Generate speech using partner models

Last updated on 27 Okt 2025

Learn how to use partner models to generate audio clips with varying voices, tones, and accents.

Try it in the app
Generate speech from text in a few simple steps.

With Generate Speech (beta)you can generate audio clips using partner models to quickly create natural-sounding voice-overs.
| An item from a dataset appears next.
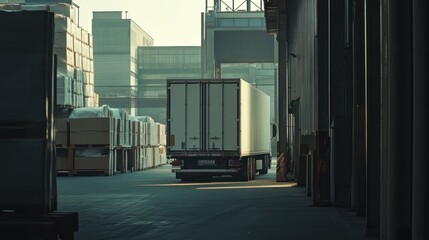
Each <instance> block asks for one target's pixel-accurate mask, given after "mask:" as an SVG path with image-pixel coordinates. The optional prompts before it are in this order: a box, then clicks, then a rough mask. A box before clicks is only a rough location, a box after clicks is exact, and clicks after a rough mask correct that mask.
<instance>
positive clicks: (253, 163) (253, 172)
mask: <svg viewBox="0 0 429 240" xmlns="http://www.w3.org/2000/svg"><path fill="white" fill-rule="evenodd" d="M249 164H250V172H249V175H250V180H255V178H256V171H255V169H256V166H255V164H256V160H255V158H254V157H252V158H250V163H249Z"/></svg>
You can set different voices and tonalities by adjusting core functionalities of the speech generation, such as speed and stability.

On the Firefly homepage, select Generate from the left panel and then Generate speech (beta).

On the Generate speech page, copy and paste the text you want to convert into speech or select Add Text and upload a file in DOCX or TXT format.

After adding the text, navigate to the Speech settings panel on the left and use the Model dropdown to select ElevenLabs Multilingual v2.

Note

You can also create audio clips using the Firefly Speech model. 

Use the Voice dropdown menu and select a voice.

The Textto-speech window on Firefly displays the Speech settings panel with a highlight over the Voice dropdown menu.
Pick the voice that best suits your project’s requirements and aligns with your creative goals.

You can give the selected voice a character by changing its speed, stability, style, exaggeration, and other general settings.

  • Speed: Drag the Speed bar to the right to increase or to the left to decrease the speed of the generated audio.
  • Stability: Drag the Stability bar to the right to increase or to the left to decrease the stability of the generated audio.
  • Similarity: Drag the Similarity bar to the right to increase or to the left to decrease the similarity to the selected voice audio.
  • Style Exaggeration: Drag the Style Exaggeration bar to the right to increase or to the left to decrease the adherence to the selected audio style.
  • Speaker boost: Toggle on the Speaker boost option to increase the similarity of the synthesized voice and speech.
Tip
  • Navigate to the bottom of the left panel and select the icon to play a sample audio of the voice you’ve selected and adjust the controls.
  • You can also add the voice to your favourites by selecting the  icon.

In the main text editor window, you can make additional edits to the text entered:

  • Play: Preview selected text in your uploaded content before generating it.
Text-to-speech screen displays the text editor window with the Play button highlighted to preview voice output.
Use the Play button to quickly preview how the text sounds with the selected voice settings.

  • Fix Pronunciation: Fix pronunciation and add additional guidance on how certain words should sound.
  • Find & Replace: Select words and replace them.
  • Add Text: Add additional text to the uploaded content by importing a TXT or DOCX file.
  • Add Pause: Add pauses to make the audio track sound more natural.
  • Add Tone: Add tonality to your audio and define the intonation of the generated speech.

Select Generate.

Once you’re satisfied with the generation and how it sounds, select Download to save a copy of the audio file in WAV or MP3 format.